What Makes Andrew Collins Stand Out
In an era of media personalities who seem to exist primarily as brands, Andrew Collins is refreshingly different. He has never appeared particularly interested in celebrity for its own sake. Instead, he has focused consistently on the work on writing better scripts, presenting more thoughtful radio, and contributing genuinely to whatever project has his name attached to it.
His ability to move fluidly between criticism and creation is also unusual. Many critics struggle to make things; many writers are uncomfortable being analytical. Collins operates comfortably in both modes. He can dissect a film on Radio 4 one week and then sit down to write a comedy script the next, and both feel equally natural to him. That range is a genuine talent, and it has kept his career interesting across three decades.
A Digital Presence That Feels Genuinely Personal
Beyond broadcast and print, Andrew Collins has maintained a blog Where Did It All Go Right? that reflects his broader sensibility as a writer. The title alone tells you something about his outlook: reflective, a little self-deprecating, fundamentally curious about life and culture. It is the kind of online presence that feels like an extension of the person rather than a calculated content strategy, which in itself is something of a rarity.
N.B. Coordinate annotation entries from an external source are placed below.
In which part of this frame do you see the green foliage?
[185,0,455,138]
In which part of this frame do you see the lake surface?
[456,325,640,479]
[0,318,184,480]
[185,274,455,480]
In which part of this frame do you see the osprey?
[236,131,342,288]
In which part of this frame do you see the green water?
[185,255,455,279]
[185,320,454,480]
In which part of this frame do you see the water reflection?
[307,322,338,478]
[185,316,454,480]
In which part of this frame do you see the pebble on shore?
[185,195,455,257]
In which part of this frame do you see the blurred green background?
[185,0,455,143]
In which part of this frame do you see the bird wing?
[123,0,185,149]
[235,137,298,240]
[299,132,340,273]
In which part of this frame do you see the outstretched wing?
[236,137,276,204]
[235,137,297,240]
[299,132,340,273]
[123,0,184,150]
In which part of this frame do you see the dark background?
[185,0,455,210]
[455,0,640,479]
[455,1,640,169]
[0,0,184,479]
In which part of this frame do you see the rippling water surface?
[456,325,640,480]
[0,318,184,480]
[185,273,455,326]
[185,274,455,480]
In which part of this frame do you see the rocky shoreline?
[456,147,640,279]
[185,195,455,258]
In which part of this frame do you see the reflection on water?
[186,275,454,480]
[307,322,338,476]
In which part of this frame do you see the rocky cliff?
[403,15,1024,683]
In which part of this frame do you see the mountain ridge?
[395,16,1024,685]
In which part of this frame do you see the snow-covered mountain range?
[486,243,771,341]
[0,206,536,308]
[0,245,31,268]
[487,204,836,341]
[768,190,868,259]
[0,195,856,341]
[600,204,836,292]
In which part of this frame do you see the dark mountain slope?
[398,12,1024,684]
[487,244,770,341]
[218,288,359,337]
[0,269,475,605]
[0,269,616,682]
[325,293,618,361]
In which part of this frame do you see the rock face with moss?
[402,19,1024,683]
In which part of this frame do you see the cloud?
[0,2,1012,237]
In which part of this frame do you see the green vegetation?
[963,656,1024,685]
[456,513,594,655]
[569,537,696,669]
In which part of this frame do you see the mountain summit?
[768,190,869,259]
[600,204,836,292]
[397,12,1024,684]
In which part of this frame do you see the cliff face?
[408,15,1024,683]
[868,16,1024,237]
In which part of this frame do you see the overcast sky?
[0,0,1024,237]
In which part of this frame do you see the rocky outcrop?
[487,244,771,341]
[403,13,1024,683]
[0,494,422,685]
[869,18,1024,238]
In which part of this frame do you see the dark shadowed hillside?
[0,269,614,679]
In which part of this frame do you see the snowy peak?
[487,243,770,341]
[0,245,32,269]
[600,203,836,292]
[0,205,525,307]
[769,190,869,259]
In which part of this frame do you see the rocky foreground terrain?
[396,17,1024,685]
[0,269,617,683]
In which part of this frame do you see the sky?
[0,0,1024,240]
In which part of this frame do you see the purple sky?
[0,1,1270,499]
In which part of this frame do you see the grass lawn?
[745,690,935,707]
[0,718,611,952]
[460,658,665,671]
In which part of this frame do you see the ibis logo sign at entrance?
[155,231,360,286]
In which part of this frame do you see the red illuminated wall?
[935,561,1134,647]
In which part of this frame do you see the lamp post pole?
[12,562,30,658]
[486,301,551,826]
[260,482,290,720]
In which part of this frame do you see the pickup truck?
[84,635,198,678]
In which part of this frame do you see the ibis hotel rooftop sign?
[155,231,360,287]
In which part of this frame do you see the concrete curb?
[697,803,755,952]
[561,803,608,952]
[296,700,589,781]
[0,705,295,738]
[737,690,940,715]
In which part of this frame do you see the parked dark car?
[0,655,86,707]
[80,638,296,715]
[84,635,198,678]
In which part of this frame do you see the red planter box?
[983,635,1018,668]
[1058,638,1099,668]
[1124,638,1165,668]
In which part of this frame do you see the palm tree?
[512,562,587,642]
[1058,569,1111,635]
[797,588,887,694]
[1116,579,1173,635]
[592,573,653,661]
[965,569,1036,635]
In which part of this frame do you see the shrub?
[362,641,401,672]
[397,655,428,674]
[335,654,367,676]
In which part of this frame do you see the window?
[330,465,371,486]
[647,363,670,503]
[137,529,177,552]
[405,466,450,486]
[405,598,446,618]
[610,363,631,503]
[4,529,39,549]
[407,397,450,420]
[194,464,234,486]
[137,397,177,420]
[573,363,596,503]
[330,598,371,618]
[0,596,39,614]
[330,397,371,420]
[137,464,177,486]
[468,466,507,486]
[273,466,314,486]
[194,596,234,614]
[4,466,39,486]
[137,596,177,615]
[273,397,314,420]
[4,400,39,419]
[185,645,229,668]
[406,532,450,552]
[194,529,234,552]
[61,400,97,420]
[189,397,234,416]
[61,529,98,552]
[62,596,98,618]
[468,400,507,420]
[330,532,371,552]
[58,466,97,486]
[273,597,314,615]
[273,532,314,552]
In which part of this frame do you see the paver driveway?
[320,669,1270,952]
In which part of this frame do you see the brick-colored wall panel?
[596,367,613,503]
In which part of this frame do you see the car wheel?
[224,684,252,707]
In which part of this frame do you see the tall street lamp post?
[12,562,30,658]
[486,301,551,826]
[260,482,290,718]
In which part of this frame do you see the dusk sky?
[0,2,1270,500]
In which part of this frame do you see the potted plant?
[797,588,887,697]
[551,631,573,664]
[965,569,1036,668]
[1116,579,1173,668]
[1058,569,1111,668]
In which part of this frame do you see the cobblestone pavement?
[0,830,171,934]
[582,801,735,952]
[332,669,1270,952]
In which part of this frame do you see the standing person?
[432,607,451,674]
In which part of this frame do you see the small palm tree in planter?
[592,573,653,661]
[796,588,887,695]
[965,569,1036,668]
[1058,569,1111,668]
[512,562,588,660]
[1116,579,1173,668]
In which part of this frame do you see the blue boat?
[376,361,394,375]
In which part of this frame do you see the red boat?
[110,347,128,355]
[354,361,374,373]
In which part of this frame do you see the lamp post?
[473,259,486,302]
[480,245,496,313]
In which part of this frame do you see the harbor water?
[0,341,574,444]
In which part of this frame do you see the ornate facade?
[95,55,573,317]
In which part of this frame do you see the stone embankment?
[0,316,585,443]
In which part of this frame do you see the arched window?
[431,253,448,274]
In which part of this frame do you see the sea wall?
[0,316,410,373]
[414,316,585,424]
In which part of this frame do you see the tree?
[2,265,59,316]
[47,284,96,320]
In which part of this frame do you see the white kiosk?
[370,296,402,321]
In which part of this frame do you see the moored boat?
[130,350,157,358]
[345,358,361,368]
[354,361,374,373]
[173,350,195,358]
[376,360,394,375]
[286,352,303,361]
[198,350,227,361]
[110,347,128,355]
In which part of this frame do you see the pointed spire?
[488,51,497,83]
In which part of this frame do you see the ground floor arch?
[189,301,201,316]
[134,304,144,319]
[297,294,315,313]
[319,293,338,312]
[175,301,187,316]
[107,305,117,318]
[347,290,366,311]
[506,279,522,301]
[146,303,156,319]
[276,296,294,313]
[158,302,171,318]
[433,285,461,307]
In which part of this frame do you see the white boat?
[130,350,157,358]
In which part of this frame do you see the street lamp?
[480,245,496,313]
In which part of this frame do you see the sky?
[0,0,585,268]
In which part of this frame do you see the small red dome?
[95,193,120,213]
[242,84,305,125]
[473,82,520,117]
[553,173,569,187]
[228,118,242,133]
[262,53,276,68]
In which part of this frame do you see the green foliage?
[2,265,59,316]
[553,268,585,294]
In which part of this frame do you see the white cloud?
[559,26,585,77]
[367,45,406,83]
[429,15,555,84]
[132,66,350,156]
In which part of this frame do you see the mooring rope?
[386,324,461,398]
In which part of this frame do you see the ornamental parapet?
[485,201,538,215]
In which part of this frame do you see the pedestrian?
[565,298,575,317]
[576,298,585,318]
A Career Still Very Much in Motion
Andrew Collins is not a figure from broadcasting history. He is an active, working creative professional whose best work may well still be ahead of him. His trajectory has never followed a predictable path from music journalism to soap opera, from film criticism to award-winning sitcom, from Radio 4 panel games to BBC 6 Music. Each move has felt organic rather than strategic, driven by genuine interest rather than career management.
That authenticity, ultimately, is what makes Andrew Collins worth paying attention to. In a crowded media landscape where noise often passes for substance, he has consistently offered the real thing: talent, knowledge, and a voice that is entirely his own.